Despite certain overlapping clinical presentations, the two human neurodegenerative diseases pantothenate kinase-associated neurodegeneration (PKAN) and Parkinson disease (PD) have distinct genetic etiologies. During our work using Drosophila to study PKAN and PINK1-related PD, we found some common mitochondrial abnormalities in these two disease models, suggesting a potential link in pathogenesis between them. When we delve into their underlying mechanisms, mitochondrial quality control (MQC) stands at the crossroads. While overwhelming evidence suggests that mitochondrial dysfunction plays a role in the pathogenesis of many human neurodegenerative diseases, mitochondrial function is particularly important for PKAN and PD (some inherited PD cases) foretold by the nature of their causative genes. PKAN is caused by mutations in PANK2 (pantothenate kinase 2), the only PANK localized to mitochondria among the four human PANK isoforms.

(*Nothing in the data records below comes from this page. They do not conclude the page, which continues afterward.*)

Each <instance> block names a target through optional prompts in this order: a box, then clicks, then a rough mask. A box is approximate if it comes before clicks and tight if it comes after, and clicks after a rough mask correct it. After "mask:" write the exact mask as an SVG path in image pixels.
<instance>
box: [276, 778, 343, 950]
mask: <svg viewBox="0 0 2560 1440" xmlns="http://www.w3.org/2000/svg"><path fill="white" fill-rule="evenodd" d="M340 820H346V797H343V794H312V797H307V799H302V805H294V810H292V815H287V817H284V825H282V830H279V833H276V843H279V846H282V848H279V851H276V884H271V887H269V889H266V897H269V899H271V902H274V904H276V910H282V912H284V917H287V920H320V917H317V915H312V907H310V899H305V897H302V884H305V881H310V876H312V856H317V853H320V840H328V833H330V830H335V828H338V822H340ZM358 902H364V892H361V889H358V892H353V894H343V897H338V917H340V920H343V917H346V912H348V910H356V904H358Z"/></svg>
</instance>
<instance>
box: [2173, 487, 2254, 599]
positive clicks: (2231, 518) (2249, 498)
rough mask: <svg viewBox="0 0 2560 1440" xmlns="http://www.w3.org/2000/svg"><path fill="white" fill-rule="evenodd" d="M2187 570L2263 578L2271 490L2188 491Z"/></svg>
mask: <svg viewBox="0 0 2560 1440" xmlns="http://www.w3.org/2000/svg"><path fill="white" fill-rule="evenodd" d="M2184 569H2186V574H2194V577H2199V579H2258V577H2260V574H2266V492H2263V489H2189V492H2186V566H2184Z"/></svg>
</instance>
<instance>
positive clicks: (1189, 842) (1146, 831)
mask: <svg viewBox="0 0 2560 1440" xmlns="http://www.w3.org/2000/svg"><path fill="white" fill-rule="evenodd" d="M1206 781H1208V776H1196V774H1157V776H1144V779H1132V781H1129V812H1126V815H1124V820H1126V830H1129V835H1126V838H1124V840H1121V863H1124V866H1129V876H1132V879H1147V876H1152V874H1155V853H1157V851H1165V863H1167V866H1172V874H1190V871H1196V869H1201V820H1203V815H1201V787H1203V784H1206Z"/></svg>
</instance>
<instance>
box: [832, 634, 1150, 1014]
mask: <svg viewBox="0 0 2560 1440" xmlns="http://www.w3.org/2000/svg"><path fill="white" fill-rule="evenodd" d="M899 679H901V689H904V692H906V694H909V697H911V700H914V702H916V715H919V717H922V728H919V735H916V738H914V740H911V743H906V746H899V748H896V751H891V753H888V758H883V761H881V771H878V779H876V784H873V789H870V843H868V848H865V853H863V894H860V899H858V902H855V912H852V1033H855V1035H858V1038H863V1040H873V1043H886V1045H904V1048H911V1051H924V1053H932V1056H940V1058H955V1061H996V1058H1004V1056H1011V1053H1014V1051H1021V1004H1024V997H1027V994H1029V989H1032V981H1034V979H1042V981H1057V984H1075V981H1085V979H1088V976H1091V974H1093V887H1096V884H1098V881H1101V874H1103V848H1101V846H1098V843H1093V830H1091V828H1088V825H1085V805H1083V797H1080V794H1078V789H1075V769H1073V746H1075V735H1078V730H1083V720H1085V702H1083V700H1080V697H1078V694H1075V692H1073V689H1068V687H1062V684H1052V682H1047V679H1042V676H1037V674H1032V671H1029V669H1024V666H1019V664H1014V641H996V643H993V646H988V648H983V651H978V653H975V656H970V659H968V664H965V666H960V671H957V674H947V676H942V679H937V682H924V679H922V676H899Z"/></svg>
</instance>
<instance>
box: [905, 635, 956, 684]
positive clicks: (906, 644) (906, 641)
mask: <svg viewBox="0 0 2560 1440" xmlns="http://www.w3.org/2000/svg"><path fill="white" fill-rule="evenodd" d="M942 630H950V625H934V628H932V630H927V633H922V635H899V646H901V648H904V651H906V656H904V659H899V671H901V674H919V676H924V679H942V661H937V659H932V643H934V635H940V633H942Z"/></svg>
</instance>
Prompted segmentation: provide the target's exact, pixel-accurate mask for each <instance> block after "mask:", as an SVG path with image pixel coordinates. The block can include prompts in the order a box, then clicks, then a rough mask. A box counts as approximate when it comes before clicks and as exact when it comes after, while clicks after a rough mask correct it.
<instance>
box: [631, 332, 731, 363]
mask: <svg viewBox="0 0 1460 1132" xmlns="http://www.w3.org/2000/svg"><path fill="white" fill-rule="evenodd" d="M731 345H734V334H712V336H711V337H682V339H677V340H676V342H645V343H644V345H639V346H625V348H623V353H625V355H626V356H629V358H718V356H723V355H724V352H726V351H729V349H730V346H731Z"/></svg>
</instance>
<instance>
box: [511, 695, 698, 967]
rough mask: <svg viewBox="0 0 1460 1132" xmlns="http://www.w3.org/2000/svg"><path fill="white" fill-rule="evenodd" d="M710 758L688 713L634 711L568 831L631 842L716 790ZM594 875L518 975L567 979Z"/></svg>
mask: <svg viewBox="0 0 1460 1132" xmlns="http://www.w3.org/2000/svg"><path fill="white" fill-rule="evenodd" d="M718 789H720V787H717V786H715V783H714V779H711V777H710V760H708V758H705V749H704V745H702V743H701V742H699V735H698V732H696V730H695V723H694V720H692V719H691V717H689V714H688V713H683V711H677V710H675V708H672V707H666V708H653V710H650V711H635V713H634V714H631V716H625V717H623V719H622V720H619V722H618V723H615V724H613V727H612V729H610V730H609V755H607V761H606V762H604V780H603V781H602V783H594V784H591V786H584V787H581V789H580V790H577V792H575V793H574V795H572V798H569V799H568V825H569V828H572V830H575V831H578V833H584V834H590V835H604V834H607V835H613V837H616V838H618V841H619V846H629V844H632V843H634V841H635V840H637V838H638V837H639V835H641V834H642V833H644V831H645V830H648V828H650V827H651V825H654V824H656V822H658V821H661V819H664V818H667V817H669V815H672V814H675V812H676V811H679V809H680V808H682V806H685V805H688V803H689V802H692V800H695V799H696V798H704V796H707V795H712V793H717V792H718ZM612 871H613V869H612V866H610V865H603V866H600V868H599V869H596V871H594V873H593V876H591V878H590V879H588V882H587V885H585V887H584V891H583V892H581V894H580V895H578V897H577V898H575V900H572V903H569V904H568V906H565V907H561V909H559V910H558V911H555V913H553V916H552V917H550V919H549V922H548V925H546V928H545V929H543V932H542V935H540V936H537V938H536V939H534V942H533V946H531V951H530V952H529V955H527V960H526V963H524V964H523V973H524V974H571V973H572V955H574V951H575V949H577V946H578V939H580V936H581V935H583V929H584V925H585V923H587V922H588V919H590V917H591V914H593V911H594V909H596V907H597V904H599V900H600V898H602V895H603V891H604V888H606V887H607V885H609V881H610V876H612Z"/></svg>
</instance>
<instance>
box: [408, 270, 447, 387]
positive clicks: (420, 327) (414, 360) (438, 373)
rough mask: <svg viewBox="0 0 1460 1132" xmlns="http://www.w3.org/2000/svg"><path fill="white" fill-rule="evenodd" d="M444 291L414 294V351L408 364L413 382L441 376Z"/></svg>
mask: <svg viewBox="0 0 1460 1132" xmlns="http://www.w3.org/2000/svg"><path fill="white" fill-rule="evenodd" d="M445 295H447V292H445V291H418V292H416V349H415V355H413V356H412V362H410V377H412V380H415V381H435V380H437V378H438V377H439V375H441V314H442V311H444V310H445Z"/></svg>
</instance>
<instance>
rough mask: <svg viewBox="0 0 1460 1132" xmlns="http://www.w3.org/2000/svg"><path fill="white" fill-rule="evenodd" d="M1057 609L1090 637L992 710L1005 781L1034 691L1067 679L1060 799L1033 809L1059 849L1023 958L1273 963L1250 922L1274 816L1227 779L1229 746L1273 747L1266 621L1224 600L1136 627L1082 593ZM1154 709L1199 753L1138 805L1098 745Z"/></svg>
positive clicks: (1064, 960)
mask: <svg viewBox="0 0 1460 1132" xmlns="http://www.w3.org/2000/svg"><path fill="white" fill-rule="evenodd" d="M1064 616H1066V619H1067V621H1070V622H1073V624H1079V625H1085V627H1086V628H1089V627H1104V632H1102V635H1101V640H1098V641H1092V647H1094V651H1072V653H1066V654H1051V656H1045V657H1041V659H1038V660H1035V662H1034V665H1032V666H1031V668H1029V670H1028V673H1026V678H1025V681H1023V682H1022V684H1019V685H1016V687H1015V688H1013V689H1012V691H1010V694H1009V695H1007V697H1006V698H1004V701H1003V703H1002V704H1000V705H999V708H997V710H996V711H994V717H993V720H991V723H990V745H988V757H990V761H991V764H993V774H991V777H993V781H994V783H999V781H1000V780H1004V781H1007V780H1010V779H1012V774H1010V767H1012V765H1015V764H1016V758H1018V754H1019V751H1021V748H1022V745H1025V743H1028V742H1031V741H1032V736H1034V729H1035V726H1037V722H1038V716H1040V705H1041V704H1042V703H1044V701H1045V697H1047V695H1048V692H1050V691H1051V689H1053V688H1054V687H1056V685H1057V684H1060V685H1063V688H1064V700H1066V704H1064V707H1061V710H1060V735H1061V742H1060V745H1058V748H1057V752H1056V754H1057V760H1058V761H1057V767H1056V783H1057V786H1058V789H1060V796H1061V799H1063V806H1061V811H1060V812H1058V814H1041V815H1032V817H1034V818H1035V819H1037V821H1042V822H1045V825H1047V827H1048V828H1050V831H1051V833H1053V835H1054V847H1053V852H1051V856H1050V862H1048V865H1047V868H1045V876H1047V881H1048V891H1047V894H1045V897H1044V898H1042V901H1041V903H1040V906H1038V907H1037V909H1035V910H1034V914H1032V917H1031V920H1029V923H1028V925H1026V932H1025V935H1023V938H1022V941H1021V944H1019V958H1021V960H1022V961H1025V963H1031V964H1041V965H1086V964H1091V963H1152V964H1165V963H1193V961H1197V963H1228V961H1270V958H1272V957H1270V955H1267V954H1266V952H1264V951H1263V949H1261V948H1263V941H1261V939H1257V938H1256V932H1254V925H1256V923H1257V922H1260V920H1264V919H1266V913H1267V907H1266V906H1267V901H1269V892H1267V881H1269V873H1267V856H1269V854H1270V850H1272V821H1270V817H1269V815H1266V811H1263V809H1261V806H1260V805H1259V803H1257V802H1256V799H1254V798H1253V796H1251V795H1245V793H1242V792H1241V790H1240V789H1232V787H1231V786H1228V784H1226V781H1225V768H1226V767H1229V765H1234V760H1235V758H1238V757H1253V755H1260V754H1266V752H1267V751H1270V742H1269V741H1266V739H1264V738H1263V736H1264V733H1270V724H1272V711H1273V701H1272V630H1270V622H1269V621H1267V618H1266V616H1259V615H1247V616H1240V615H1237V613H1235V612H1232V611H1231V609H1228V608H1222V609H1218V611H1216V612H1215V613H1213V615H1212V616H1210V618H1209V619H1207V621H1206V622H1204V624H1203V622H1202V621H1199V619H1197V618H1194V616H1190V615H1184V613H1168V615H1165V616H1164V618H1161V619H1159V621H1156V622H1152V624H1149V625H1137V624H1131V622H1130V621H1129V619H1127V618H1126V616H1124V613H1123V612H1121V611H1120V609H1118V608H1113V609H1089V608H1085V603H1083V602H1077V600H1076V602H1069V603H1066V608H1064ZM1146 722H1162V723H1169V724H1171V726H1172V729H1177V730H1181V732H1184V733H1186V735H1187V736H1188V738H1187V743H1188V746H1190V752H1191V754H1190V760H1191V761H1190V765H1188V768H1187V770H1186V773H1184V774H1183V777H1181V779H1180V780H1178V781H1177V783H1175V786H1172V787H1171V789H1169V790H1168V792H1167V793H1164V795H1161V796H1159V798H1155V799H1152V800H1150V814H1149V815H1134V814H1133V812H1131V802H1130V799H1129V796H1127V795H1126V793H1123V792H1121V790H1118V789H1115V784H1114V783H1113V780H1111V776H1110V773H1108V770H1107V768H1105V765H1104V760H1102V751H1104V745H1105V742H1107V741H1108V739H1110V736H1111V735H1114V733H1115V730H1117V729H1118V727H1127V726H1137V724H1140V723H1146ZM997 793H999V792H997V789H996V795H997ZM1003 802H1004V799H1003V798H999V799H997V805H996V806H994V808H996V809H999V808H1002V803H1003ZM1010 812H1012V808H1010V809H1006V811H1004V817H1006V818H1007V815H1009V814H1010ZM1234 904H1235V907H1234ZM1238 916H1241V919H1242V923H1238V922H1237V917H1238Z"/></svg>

PANKs catalyze the initial step of de novo coenzyme A (CoA) synthesis. PKAN patients and disease models display disturbed mitochondrial functions, but its exact mechanism has not been clearly determined. Usually, damaged mitochondria are surveyed and eliminated by the MQC pathway. Two genes that have been found critical for PD, PINK1 (PTEN induced kinase 1) and PRKN (parkin RBR E3 ubiquitin protein ligase), are positioned at the center of MQC. If the MQC is normal, malfunctional mitochondria will usually be efficiently repaired. Thus, the accumulation of mitochondrial dysfunction in PKAN implies that its MQC mechanism is impaired. The question is, how? In a recent published work, we attempted to answer this question.